John Simpson : « La BBC craint que je sois tué si elle m’envoie dans des zones dangereuses »

By Colin Freeman - TheTelegraph - 02/12
Le journaliste chevronné passait souvent les vacances de Noël à couvrir les guerres et les révolutions. Heureusement, cette année sera moins risquée

L'un des souvenirs les plus mémorables de John Simpson était un stylo-plume d'occasion qui lui avait été offert lors de la révolution roumaine en 1989. C'était un gros numéro tape-à-l'œil, beaucoup trop brillant pour un homme de la BBC, mais qui n'en était pas moins un peu spécial : son ancien propriétaire était Nicolae Ceaușescu, le futur dictateur roumain.

"Ceaușescu avait été capturé et nous étions devant son ancien QG dans l'espoir de filmer", se souvient Simpson. « Finalement, ils nous ont laissé entrer et la gouvernante de Ceaușescu m'a donné le stylo-plume en souvenir.

«Puis, ce soir-là, environ 15 minutes avant notre diffusion en direct, il a été annoncé que Ceaușescu avait été exécuté, alors j'ai griffonné un nouveau scénario. Ce n’est qu’après que j’ai réalisé que j’avais écrit ce qui était en réalité sa nécrologie avec son propre stylo-plume.

Même selon les standards flamboyants des fils de tabourets de bar des correspondants étrangers, celui-ci prend quelques coups. Là encore, après un demi-siècle de voyage autour du monde pour la BBC, au cours duquel il a rencontré plus de 200 dirigeants mondiaux et couvert presque autant de guerres, le rédacteur en chef chevronné des affaires mondiales de la BBC en a à la pelle.

Aujourd'hui âgé de 79 ans et l'un des hommes d'État les plus âgés de la Société, Simpson est devenu le genre de grand-père que l'on aimerait voir raconter des histoires lors du dîner de Noël. D’où son apparition dans les programmes festifs de la BBC la semaine prochaine, lorsqu’il s’assoira avec le présentateur Adrian Chiles pour réfléchir à sa vie, à ses divers contacts avec la mort et aux souvenirs des Noëls passés.

Simpson s'assiéra cette semaine avec le présentateur Adrian Chiles pour réfléchir à sa vie

Mais au risque d’une alerte spoiler, la plupart des souvenirs festifs de Simpson n’impliquent pas de se moquer du pud aux figues devant un film de Bond. La Roumanie de 1989 n’était que l’un des nombreux Noëls pas si joyeux qu’il a passés dans des zones de guerre à l’étranger – même s’il ne l’aurait pas vécu autrement.

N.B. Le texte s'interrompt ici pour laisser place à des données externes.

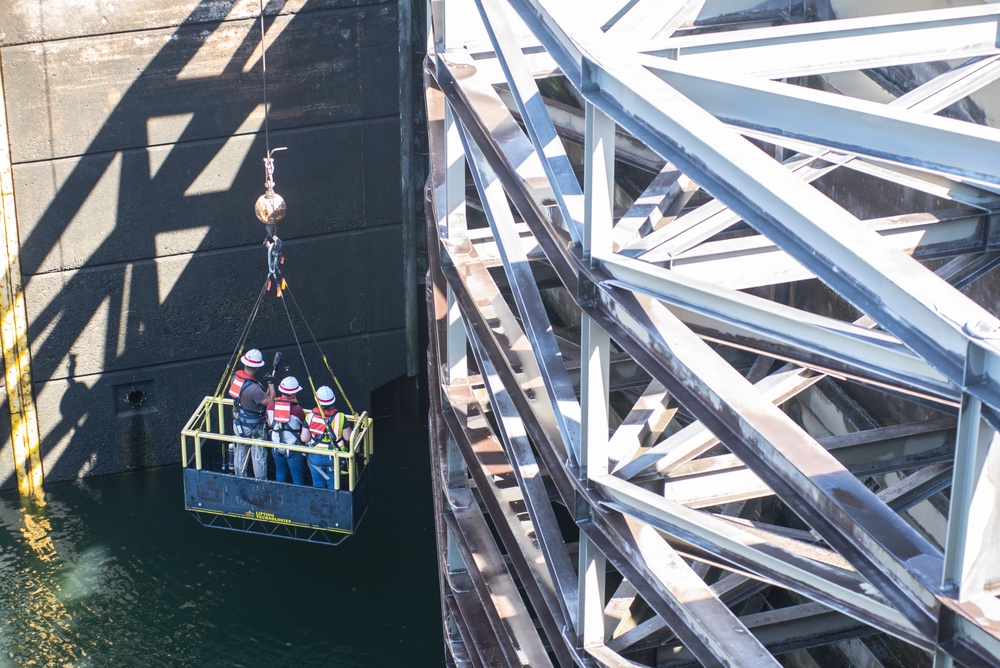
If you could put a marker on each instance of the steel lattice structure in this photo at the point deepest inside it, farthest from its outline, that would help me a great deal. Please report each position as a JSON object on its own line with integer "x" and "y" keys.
{"x": 653, "y": 429}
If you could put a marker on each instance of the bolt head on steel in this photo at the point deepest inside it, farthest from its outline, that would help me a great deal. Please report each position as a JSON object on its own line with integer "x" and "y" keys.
{"x": 270, "y": 208}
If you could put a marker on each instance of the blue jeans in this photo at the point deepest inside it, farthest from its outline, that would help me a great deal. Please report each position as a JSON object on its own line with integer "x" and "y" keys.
{"x": 321, "y": 468}
{"x": 294, "y": 465}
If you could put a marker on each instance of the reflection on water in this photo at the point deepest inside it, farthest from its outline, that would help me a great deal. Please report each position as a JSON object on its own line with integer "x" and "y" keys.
{"x": 113, "y": 572}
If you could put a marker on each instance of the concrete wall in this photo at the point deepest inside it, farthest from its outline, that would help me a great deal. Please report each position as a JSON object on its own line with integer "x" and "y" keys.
{"x": 136, "y": 134}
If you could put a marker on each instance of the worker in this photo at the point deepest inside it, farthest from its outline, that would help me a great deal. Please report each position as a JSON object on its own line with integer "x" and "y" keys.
{"x": 287, "y": 421}
{"x": 329, "y": 430}
{"x": 250, "y": 399}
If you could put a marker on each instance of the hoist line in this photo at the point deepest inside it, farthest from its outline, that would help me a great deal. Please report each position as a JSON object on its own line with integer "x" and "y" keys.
{"x": 322, "y": 354}
{"x": 231, "y": 366}
{"x": 263, "y": 77}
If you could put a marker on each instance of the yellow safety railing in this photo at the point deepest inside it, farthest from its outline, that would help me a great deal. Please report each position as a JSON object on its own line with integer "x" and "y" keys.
{"x": 208, "y": 424}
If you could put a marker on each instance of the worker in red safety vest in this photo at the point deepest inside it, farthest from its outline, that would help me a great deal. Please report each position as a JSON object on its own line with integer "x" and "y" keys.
{"x": 250, "y": 398}
{"x": 287, "y": 421}
{"x": 330, "y": 432}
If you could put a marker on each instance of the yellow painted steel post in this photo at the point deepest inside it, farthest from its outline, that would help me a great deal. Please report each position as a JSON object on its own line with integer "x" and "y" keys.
{"x": 14, "y": 330}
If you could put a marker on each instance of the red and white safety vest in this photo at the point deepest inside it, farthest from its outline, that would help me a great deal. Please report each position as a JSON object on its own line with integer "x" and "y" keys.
{"x": 239, "y": 380}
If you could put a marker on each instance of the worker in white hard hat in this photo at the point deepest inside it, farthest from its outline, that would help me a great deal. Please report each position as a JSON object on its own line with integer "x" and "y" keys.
{"x": 330, "y": 432}
{"x": 287, "y": 421}
{"x": 250, "y": 399}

En effet, loin d’être le grand seigneur qui ne pouvait pas être dérangé par les patrons de la BBC à Noël, il avait l’habitude d’être bénévole sur la liste de garde.

« Comme je ne vivais plus avec mes enfants [il s’est séparé de sa première femme en 1986], je ne voyais aucune raison de ne pas passer Noël à faire quelque chose. Tout le monde voulait être avec sa famille à ce moment-là, et comme nous le savons tous, la plupart des Noëls, quelque chose d'assez horrible se produit.

Il en fut de même pour la « Révolution de Noël » contre Ceaușescu. Fervent partisan de la ligne dure, même selon les normes soviétiques, il a interdit les célébrations publiques de Noël dans le but d'éliminer les symboles d'une opposition potentielle à son régime.

Simpson et son équipe ont été transportés à Bucarest le 21 décembre, après que la foule ait hué Ceaușescu lors d'un discours, traversant la Roumanie par -25°C et manquant presque complètement la révolution lorsque leur voiture est tombée en panne. Une fois à Bucarest, Simpson a diffusé des émissions en direct depuis l'extérieur d'un quartier général de la police secrète alors que les révolutionnaires l'assiégeaient, des coups de feu crépitant partout. C’était l’un de ses grands scoops de reportage – même si dans la Roumanie de Ceaușescu, il n’y avait même pas de bar d’hôtel décent pour prendre un verre post-révolutionnaire.

« Il faisait absolument glacial et nous n’avions pas apporté de vêtements d’hiver décents », dit-il. «Le jour de Noël, nous avons fini vers minuit et sommes retournés en titubant vers un hôtel vraiment difficile et sommes tombés dans un sommeil sans rêves. Mais un jour ou deux plus tard, nous avons tous eu un excellent repas de Noël.